Perhaps it would be better to start with the straightforward tasting, lest my snark bend your mind were I to lead in with the commentary instead of finishing with it. The Mombacho 1989 Central American rum does, admittedly, boast and flourish some impressive chops on the label: 19 year old rum (1989-2008), finishing for the final two years in armagnac casks, reasonable strength of 43% (I said ‘reasonable’, not ‘outstanding’). Looking at other bottles of their range it seems within the bounds of reason to assume it’s from Nicaragua, though the ‘Central American’ noted on the label might suggest a blending with other rums from the region.
The nose is quite good for something I feared would be rather thin: unsweetened chocolate and coffee, some dark fruit – nothing as deep and brooding as a good Demerara, mind, but nevertheless, there’s a kind of muskiness to the aromas that worked well. Baked apples and a sort of cereal background, something like nice blueberry tart – I assume that was the armagnac finish lending its influence – with an ashy background to the whole thing.
Tastewise, also nothing to sneeze at, with a rich red wine taking the lead, plus prunes, apricots, stewed apples and burnt sugar. In its own way, it felt a little over-rich so maybe something was added? I tried it in conjunction with the Compagnie des Indes 17 year old and the Blackadder Raw Cask 12 year old (both from Nicaragua) and it is in the comparison that I got the impression that either it was doctored a mite, or the finishing was simply too dominant. With water additional flavours of honey, vanilla, cereal and tobacco could be discerned, plus licorice and some oakiness, and overall it had a nice rounded feel to it. Even the finish had that balanced quality to it, though quite short – cherries, peaches, prunes, anise, gone too quickly.

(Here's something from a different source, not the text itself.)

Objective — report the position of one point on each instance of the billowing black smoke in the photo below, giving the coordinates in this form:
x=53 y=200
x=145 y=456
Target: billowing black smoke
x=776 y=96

It was said to be the best rum in the world in 2008, but I’ll tell you frankly, when I read that I just smiled, shrugged and moved on – it was good, but not that good. Not bottom shelf by any means…and not top shelf either. Let’s put it somewhere in the middle.
Opinion (you can ignore this section)
So what to make of a rum that is purported to be nineteen years old, yet whose provenance is shrouded in mystery? Mombacho is a rum brand which has a website and a Facebook page (among others) that are masterpieces of uninformative marketing. About all you get from these sources (and others) is the following:
- They issue aged bourbon-barrel-aged expressions with fancy finishes
- This rum is named after a volcano in Nicaragua
- It’s distributed in Europe by an Italian company named F&G SRL out of Torino.
- There used to be a moonshine distillery on the slopes of that volcano (the whole area is now a nature preserve) selling a rum called Mombachito
- The rums in the brand’s lineup are variously aged from 8 to 21 years.
- Some of the rums from Mombacho are called “Nicaraguan” and others “Central American”.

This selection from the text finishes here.